Markov Stability Analysis
In Nestimate: Network Estimation, Bootstrap, and Higher-Order Analysis

knitr::opts_chunk$set(
  collapse  = TRUE,
  comment   = "#>",
  out.width = "100%",
  fig.width = 7,
  fig.height = 5,
  dpi       = 96,
  warning   = FALSE,
  message   = FALSE
)

library(Nestimate)

Nestimate provides two functions for Markov-chain stability analysis of transition networks:

passage_time() -- computes the full matrix of mean first passage times (MFPT). Entry M[i, j] is the expected number of steps to travel from state i to state j for the first time.
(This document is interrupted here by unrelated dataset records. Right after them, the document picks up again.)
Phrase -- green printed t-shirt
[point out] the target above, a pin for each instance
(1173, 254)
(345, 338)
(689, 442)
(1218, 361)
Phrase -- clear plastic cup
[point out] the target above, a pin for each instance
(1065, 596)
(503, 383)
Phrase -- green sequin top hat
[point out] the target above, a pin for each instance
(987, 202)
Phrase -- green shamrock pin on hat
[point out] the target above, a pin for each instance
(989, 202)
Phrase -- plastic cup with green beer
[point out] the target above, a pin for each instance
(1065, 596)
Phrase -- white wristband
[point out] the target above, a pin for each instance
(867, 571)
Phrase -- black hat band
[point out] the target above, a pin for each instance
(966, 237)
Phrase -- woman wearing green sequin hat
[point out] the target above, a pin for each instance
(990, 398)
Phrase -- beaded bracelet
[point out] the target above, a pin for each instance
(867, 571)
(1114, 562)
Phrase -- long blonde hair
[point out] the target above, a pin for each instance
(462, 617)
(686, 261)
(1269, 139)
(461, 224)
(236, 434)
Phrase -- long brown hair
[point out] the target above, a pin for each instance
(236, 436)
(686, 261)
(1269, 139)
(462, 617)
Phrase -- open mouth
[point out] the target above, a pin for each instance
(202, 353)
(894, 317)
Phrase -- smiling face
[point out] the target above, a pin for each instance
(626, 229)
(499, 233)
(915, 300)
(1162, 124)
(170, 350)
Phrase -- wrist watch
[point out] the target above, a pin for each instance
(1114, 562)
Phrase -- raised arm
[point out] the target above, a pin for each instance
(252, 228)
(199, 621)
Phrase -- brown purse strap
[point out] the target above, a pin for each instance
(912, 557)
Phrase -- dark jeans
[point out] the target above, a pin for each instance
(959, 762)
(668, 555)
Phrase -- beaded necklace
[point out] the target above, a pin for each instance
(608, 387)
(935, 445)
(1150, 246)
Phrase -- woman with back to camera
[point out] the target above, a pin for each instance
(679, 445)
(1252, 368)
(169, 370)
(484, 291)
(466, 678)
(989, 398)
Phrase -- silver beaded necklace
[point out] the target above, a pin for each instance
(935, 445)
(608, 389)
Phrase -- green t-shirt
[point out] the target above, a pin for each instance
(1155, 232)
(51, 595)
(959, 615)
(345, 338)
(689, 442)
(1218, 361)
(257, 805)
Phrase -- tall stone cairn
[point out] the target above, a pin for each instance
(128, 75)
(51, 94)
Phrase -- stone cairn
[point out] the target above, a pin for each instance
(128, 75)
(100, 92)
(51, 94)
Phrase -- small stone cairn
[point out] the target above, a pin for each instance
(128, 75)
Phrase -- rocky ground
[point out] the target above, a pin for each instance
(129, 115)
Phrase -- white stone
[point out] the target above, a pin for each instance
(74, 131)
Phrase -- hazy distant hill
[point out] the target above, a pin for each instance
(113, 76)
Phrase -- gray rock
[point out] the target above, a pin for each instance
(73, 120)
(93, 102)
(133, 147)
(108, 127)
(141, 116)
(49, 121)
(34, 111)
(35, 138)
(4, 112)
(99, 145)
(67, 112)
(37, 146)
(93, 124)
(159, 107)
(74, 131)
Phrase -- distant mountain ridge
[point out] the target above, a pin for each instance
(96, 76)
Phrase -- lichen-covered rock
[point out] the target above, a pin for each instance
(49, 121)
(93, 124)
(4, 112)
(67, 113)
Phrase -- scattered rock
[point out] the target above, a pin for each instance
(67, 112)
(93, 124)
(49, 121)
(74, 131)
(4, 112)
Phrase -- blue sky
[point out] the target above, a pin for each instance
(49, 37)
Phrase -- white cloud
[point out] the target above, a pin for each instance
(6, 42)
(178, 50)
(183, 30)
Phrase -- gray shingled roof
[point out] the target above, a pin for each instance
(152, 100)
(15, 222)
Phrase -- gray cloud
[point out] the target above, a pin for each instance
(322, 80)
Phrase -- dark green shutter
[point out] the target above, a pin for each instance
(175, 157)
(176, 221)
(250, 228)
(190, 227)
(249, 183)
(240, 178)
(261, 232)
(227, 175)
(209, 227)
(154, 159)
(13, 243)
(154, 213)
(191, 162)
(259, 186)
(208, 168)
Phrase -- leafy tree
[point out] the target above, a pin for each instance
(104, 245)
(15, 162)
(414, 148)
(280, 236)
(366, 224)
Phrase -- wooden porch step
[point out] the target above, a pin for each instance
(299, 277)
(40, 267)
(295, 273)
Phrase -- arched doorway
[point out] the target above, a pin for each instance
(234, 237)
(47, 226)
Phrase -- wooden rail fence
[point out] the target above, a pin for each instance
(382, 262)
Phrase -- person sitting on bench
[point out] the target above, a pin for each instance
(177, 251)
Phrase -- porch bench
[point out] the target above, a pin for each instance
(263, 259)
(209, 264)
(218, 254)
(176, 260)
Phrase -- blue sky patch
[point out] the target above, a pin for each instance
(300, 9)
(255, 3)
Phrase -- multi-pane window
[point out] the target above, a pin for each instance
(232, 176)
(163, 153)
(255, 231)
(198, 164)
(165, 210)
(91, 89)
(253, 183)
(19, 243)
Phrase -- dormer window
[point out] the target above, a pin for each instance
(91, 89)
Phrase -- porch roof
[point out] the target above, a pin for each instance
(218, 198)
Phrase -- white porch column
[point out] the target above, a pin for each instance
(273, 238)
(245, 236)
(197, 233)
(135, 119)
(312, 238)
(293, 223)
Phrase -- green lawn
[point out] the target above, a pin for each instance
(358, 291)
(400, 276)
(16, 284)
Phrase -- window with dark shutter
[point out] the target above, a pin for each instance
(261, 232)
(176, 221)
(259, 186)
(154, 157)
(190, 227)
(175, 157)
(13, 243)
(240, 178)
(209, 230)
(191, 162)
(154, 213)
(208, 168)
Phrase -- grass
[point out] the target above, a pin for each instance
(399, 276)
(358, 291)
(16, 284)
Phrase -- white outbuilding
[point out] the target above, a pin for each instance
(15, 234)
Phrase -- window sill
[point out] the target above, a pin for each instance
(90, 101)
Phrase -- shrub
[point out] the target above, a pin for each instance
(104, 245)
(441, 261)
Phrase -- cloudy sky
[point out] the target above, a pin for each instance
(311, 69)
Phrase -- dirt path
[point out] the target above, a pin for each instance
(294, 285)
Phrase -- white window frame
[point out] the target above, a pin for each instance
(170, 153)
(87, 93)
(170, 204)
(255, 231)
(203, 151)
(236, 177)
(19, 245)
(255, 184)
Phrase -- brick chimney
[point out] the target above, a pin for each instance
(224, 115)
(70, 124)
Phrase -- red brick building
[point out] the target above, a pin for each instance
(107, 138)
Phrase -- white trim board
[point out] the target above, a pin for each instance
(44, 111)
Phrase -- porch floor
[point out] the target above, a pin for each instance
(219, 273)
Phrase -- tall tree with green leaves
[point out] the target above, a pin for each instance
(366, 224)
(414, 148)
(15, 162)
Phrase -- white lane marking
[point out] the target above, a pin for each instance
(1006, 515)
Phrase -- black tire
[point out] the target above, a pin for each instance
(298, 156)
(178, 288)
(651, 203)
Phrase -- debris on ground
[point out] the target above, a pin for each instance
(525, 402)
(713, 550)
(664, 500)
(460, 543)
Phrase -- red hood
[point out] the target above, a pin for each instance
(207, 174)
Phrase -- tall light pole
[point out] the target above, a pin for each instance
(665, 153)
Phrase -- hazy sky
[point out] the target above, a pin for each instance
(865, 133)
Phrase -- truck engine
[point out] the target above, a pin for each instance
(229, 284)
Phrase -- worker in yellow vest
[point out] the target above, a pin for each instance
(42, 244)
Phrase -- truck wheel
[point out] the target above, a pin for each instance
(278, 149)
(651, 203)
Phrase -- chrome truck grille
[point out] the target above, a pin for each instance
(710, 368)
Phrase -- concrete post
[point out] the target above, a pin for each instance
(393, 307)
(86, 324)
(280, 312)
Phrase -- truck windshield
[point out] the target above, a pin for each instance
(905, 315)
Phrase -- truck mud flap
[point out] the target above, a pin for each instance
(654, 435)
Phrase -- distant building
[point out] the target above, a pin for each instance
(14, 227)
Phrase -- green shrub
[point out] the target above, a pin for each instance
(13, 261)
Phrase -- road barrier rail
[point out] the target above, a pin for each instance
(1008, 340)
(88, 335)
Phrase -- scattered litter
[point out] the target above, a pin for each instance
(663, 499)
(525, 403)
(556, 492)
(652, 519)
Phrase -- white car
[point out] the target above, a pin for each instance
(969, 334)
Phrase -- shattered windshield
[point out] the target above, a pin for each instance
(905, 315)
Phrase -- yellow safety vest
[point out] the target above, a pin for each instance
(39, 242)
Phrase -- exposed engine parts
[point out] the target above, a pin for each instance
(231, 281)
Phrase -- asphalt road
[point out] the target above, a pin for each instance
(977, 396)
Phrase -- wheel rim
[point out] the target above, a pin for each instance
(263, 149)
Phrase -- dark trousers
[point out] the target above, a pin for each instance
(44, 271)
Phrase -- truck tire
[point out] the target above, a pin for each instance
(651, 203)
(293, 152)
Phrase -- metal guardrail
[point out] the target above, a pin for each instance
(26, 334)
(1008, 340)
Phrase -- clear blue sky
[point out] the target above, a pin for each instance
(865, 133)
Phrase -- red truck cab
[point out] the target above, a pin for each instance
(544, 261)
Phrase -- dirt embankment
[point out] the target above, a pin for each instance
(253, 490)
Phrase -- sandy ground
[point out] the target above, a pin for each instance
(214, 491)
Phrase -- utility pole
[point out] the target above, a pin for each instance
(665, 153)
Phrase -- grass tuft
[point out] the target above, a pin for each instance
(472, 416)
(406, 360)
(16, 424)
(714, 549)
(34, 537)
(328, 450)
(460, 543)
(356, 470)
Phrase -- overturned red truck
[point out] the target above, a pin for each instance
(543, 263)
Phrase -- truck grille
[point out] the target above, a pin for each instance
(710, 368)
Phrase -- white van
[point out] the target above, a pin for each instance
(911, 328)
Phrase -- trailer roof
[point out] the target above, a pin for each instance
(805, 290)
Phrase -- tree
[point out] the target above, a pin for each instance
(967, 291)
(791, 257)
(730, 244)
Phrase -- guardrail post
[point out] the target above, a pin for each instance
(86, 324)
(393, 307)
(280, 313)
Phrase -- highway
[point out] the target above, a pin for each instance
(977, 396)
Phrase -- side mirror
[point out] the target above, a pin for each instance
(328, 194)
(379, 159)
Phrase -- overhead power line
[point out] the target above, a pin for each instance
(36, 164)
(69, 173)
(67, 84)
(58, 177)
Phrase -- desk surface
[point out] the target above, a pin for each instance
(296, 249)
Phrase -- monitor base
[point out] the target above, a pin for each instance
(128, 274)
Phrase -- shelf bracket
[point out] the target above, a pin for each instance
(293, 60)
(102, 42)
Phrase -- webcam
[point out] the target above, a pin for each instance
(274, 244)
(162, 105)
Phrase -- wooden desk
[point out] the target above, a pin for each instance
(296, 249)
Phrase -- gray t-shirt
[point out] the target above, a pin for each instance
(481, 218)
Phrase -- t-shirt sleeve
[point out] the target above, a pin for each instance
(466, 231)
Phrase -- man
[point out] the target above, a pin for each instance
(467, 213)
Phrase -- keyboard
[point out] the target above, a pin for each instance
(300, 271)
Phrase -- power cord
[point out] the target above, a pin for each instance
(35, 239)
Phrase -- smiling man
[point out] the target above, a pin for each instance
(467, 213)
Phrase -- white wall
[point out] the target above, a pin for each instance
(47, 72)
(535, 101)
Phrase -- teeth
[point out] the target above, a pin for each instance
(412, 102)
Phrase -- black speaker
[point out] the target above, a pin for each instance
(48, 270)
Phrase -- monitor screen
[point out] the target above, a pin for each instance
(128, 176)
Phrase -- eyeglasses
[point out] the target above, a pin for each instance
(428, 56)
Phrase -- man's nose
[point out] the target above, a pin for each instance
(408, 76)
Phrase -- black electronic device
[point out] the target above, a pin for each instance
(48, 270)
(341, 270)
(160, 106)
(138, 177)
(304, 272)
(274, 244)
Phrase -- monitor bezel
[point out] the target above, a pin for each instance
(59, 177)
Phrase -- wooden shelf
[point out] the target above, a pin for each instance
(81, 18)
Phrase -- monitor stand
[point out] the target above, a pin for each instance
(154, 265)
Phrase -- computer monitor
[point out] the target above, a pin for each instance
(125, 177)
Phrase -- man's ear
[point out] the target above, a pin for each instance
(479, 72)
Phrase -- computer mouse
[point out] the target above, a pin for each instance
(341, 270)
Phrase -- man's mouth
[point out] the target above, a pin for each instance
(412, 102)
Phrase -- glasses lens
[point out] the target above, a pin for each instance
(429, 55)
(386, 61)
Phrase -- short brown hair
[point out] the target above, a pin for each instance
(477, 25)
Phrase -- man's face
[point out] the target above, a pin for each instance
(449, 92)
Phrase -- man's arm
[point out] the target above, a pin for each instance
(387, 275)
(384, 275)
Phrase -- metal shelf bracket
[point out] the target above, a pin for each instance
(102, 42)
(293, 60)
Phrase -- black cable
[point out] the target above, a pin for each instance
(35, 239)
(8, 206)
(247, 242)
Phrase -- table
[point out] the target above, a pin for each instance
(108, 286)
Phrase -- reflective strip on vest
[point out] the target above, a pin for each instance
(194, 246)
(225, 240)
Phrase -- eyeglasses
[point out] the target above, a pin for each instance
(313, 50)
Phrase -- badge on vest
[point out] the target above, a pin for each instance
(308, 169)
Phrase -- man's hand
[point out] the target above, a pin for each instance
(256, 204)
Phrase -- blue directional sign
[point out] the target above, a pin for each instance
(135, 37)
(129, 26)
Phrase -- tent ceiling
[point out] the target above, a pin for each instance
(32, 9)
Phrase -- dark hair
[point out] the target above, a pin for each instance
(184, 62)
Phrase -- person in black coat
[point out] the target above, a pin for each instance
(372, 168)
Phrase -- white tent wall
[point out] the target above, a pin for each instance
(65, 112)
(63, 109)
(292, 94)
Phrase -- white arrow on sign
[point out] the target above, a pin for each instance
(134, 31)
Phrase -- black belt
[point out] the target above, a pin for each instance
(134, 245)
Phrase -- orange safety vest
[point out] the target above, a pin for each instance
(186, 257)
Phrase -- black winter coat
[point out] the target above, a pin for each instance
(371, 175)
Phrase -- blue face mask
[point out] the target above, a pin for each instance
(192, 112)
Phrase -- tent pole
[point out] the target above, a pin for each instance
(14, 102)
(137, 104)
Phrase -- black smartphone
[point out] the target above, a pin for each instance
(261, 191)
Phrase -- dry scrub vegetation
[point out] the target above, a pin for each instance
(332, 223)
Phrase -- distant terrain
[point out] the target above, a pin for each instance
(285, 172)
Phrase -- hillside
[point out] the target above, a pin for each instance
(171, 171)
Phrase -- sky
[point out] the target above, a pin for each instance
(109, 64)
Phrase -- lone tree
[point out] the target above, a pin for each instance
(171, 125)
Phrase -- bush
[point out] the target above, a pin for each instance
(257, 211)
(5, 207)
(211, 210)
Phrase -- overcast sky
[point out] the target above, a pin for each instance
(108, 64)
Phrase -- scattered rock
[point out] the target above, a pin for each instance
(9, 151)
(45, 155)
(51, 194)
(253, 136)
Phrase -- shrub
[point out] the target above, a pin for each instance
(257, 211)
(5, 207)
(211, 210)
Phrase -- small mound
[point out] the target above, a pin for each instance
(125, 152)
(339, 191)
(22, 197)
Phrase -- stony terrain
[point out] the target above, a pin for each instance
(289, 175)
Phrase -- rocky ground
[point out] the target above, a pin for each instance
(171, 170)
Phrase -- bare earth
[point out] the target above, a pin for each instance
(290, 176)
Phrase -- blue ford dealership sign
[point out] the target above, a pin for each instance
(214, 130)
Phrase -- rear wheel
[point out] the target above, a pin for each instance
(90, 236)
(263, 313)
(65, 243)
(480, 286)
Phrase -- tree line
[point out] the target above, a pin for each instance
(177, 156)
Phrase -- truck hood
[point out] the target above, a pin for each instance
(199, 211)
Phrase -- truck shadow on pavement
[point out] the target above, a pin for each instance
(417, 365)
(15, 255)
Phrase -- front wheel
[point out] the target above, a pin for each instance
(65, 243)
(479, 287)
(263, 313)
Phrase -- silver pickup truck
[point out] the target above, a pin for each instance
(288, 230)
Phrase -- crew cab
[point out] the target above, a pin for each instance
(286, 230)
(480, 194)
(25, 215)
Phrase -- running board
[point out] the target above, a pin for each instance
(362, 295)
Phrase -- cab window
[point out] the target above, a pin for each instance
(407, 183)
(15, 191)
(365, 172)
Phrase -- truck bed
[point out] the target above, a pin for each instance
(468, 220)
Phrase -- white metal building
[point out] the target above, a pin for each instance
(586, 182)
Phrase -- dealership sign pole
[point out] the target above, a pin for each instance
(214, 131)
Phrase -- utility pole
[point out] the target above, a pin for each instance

The diagonal equals the mean recurrence time 1/pi.
markov_stability() -- computes per-state stability metrics: persistence, stationary probability, return time, sojourn time, and mean accessibility.

Both functions accept a netobject, cograph_network, tna object, row-stochastic matrix, or a raw wide sequence data frame.

Data

trajectories contains 138 learners recorded at 15 time-steps each with three engagement states: Active, Average, and Disengaged.

dim(trajectories)
table(as.vector(trajectories), useNA = "always")

Selecting mostly-active learners

We keep learners who were Active more than half the time (> 7 of 15 steps).

df <- as.data.frame(trajectories)
active_count  <- rowSums(df == "Active", na.rm = TRUE)
mostly_active <- active_count > ncol(df) / 2
cat(sum(mostly_active), "of", nrow(df), "learners qualify\n")
sub <- df[mostly_active, ]

Sequence plots

state_pal <- c(Active = "#1a7a1a", Average = "#E69F00", Disengaged = "#CC79A7")

sequence_plot(
  df,
  type         = "heatmap",
  sort         = "lcs",
  k            = 3,
  k_color      = "white",
  k_line_width = 2,
  state_colors = state_pal,
  na_color     = "grey88",
  main         = "Full sample - all 138 learners",
  time_label   = "Time-step",
  y_label      = "Learner",
  legend       = "bottom"
)

sequence_plot(
  sub,
  type         = "heatmap",
  sort         = "lcs",
  k            = 2,
  k_color      = "white",
  k_line_width = 2,
  state_colors = state_pal,
  na_color     = "grey88",
  main         = "Mostly-active learners - Active > 7 of 15 steps (n = 42)",
  time_label   = "Time-step",
  y_label      = "Learner",
  legend       = "bottom"
)

Transition networks

net_all <- build_network(df,  method = "relative")
net_sub <- build_network(sub, method = "relative")

round(net_all$weights, 3)
round(net_sub$weights, 3)

In the mostly-active group nearly every state transitions predominantly back to Active, and the probability of entering Disengaged is almost zero.

Mean First Passage Times

pt_all <- passage_time(net_all)
pt_sub <- passage_time(net_sub)

print(pt_all, digits = 2)

print(pt_sub, digits = 2)

Active to Disengaged rises from 10.4 to ~40 steps -- mostly-active learners are nearly four times harder to disengage. The diagonal equals the mean recurrence time (how many steps between consecutive visits to the same state).

plot(pt_all, title = "Full sample (n = 138)")

plot(pt_sub, title = "Mostly-active learners (n = 42)")

In the mostly-active heatmap the Active column is uniformly dark (quickly reachable from any state) and the Disengaged column is uniformly pale (nearly unreachable).

Stationary distribution

data.frame(
  State           = names(pt_all$stationary),
  `Full sample`   = paste0(round(pt_all$stationary * 100, 1), "%"),
  `Mostly active` = paste0(round(pt_sub$stationary * 100, 1), "%"),
  check.names     = FALSE
)

In the mostly-active group ~79% of long-run time is spent Active (vs 37% in the full sample).

Markov Stability

ms_all <- markov_stability(net_all)
ms_sub <- markov_stability(net_sub)

print(ms_all)
print(ms_sub)

The stability data frame contains:

| Column | Meaning | |--------|---------| | persistence | P[i,i] -- probability of staying at the next step | | stationary_prob | Long-run proportion of time in this state | | return_time | Expected steps between consecutive visits (1/pi) | | sojourn_time | Expected consecutive steps before leaving (1/(1-P[i,i])) | | avg_time_to_others | Mean MFPT leaving this state to all others | | avg_time_from_others | Mean MFPT from all other states arriving here |

plot(ms_all, title = "Full sample")

plot(ms_sub, title = "Mostly-active learners")

Active leads on persistence (0.81) and sojourn time (5.3 steps) -- once a learner is active they stay active. Average has the lowest avg_time_from_others (1.6 steps) -- the most accessible hub state. Disengaged has avg_time_from_others of ~39 steps -- effectively unreachable.